Clinical and epidemiological studies encode participant information in multivariate vectors with mixed type variables on continuous, truncated, ordinal, and binary scales. Semiparametric Gaussian Copula (SGC) assumes that observed data is generated by latent multivariate normal random variables which marginals are monotonically transformed and then truncated/ordinalized/binarized. In SGC, the latent correlation matrix fully determines the dependence structure and it is estimated through an inversion of ``bridges'' between Kendall's Tau rank correlations of observed variables and latent correlations. By employing SGC, we develop regression (SGC-Reg), principal component analysis (SGC-PCA), and principal component regression (SGC-PCR) for latent representations of observed data. To build our framework, we make several key contributions: i) establishing novel bridging results for general ordinal type variables, ii) developing regression estimation on the latent space and deriving asymptotic normality of estimators, iii) developing a computationally efficient algorithm that reduces calculation complexity of all steps including calculation of asymptotic covariance matrix from $O(n^4)$ to $O(n\log n)$, iv) developing methods to predict latent representations of observed data and perform imputation of missing data, and v) developing principal component analysis and principal component regression on the latent space. We apply our framework to study the association between a 5-year mortality and 61 frailty-related measures composed of 29 continuous, 17 ordinal, and 15 binary variables in 9478 participants of 1999-2010 waves of National Health and Nutrition Examination Survey (NHANES).
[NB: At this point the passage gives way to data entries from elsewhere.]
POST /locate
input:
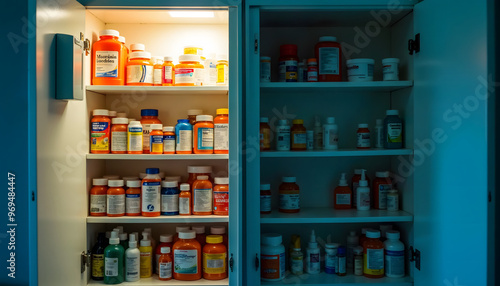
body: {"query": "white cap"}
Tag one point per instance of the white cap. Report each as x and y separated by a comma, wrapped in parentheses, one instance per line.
(166, 238)
(100, 112)
(221, 181)
(115, 183)
(134, 184)
(169, 184)
(137, 47)
(187, 234)
(119, 120)
(100, 182)
(218, 230)
(200, 169)
(204, 118)
(109, 32)
(140, 55)
(271, 239)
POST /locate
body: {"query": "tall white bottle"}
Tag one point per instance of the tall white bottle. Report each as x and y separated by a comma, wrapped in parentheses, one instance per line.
(132, 260)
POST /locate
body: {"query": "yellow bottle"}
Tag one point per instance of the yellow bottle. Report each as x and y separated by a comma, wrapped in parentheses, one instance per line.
(146, 256)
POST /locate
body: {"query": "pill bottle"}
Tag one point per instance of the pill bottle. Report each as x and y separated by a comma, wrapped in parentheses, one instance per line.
(168, 140)
(168, 72)
(214, 258)
(140, 69)
(289, 195)
(150, 193)
(99, 131)
(221, 196)
(265, 69)
(298, 136)
(329, 55)
(221, 131)
(202, 196)
(169, 198)
(185, 200)
(203, 135)
(133, 198)
(183, 137)
(222, 70)
(265, 198)
(115, 198)
(265, 134)
(187, 257)
(189, 71)
(288, 63)
(373, 254)
(148, 117)
(119, 135)
(272, 257)
(382, 184)
(108, 64)
(98, 197)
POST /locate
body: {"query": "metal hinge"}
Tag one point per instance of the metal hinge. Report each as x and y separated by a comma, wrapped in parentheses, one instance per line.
(85, 260)
(415, 257)
(414, 45)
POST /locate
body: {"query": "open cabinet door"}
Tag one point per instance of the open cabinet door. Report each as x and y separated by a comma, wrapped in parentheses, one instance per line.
(62, 143)
(450, 161)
翻译：临床与流行病学研究通常将参与者信息编码为包含连续型、截断型、有序型及二元型变量的多元混合类型数据向量。半参数高斯Copula（SGC）假设观测数据由潜变量多元正态随机变量生成，这些潜变量的边际经过单调变换后，再经过截断/有序化/二元化处理。在SGC框架中，潜变量相关矩阵完全决定了变量间的依赖结构，其估计通过观测变量的Kendall's Tau秩相关与潜变量相关性之间的"桥接"反演实现。基于SGC，我们针对观测数据的潜变量表征开发了回归模型（SGC-Reg）、主成分分析（SGC-PCA）以及主成分回归（SGC-PCR）。为构建此框架，我们做出了以下关键贡献：一）建立适用于一般有序型变量的新型桥接理论；二）开发潜变量空间的回归估计方法并推导估计量的渐近正态性；三）提出计算高效算法，将包括渐近协方差矩阵计算在内的所有步骤计算复杂度从$O(n^4)$降至$O(n\log n)$；四）开发观测数据潜变量表征的预测方法及缺失数据插补技术；五）构建潜变量空间的主成分分析与主成分回归方法。我们将该框架应用于研究1999-2010年美国国家健康与营养调查（NHANES）9478名参与者中，61项衰弱相关指标（包含29个连续变量、17个有序变量和15个二元变量）与五年死亡率之间的关联关系。